It’s February Vacation Week in our world, so with barely contained glee we drove to Maine yesterday to dump deliver Charlotte on her grandparents’ doorstep to spend the week with them.

No kid for a whole week! The possibilities are endless! The realities, of course, are a fair bit less so. The times being what they are, it’s not like we’re jetting off to Monaco or basking like lizards on the beach at Cozumel. After the perfunctory visit with the in-laws, we spent a couple of hours revisiting some of our old haunts in Portland. Our favorite coffee shop has a new name, but they still serve the “Joe Conrad” (half hazelnut coffee, half hot cocoa), so we enjoyed a cup, gawked at the vast number of empty storefronts on Exchange Street, tried to remember what was in them when we lived there, gave up, and drove home. The day was capped by watching the season premiere of “Amazing Race” and having cheese plate for dinner. Almost too much excitement to bear, I know.

Charlotte is just as glad to be free of us for a week as we are of her, I am sure. Now that spending a week with Grandma has become SOP for school vacations, she has a whole agenda of must-do items for them to accomplish. There’s lunch at Friendly’s one day, shopping at the dollar store another, going to the movies, dropping in on the ladies at the Town Hall so Grandma can show her off, and possibly even swimming at the Y. Grandma is expected to have an ample supply of Little Debbie snack cakes at all times.

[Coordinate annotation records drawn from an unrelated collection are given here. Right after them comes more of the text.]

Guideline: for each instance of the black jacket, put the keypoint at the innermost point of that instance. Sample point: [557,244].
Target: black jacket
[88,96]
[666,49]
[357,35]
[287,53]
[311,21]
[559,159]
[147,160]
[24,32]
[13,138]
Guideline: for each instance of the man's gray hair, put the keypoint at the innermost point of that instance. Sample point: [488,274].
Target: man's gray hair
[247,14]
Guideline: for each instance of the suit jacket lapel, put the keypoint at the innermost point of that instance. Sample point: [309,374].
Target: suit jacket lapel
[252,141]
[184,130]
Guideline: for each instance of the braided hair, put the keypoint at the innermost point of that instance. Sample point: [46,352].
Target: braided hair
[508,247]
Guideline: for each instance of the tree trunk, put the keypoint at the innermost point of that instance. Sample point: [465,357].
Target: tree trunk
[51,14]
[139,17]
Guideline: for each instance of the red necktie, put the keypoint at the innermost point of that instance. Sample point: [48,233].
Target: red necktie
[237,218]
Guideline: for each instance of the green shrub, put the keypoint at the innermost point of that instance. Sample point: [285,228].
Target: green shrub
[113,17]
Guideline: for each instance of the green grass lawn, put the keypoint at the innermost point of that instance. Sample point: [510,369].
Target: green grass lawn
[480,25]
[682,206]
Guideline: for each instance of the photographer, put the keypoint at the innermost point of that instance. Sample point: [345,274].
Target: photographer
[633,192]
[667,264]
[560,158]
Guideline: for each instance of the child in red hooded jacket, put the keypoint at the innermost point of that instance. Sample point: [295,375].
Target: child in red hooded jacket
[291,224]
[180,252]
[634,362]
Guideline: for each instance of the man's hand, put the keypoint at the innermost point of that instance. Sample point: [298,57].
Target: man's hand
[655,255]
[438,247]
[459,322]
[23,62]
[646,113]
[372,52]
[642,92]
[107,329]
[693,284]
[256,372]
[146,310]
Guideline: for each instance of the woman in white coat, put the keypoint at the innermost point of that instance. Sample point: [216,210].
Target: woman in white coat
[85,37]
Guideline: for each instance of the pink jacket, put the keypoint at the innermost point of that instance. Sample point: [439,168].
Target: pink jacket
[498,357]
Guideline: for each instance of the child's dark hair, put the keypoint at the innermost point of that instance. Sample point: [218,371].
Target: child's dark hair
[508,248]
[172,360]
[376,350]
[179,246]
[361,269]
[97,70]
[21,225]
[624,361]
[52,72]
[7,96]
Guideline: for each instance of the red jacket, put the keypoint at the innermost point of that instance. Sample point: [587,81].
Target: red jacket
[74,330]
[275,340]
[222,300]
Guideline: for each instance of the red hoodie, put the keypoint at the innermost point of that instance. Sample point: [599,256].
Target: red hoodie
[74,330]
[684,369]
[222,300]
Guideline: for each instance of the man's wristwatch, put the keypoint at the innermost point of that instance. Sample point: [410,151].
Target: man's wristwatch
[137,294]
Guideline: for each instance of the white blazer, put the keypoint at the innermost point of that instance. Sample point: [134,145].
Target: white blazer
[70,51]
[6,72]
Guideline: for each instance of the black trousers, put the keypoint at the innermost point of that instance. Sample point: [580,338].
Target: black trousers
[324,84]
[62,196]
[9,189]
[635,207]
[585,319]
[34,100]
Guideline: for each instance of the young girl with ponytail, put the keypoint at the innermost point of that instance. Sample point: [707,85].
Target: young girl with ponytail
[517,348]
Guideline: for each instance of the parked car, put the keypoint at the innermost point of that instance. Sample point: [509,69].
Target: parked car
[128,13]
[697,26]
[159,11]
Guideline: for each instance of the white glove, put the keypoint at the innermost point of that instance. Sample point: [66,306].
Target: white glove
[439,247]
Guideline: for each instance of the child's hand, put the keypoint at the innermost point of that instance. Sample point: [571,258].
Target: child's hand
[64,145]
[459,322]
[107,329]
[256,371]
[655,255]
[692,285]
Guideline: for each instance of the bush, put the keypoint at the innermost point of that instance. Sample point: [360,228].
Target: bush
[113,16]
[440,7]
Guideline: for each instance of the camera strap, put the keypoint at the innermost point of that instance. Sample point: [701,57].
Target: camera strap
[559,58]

Bridget made sure Charlotte went loaded with craft projects, bedtime books, and her school journal to fill up the quieter hours. For this visit, the extra added double bonus is that Aunt Martha and Uncle Yang are also there for the holiday weekend, so they get to do some of the activities that the grandparents are too old and frail to manage, such as sledding. Who could ask for anything more?

While it’s fun for us to be able to go out a couple of weeknights for dinner and movies and such, the real appeal of the week is the break from being Charlotte’s personal slave. No morning rush hour to get her delivered to school, no chauffeuring to and from her several activities, no fighting over doing homework. I love my child, but anyone who says they actually LIKE being a parent is either lying or deranged.

The week will go by all too fast, I know, and we’ll be back to the daily grind in the blink of an eye. Somehow Charlotte will have to readjust to the less-than-total pampering that she gets, and we will have to go back to picking up heaps of dirty clothing off the living room floor and trying not to trip on the mountain of stuffed animals on her bedroom floor. But the promise of April Vacation Week will dance in all of our heads like a twinkling pixie of mirth.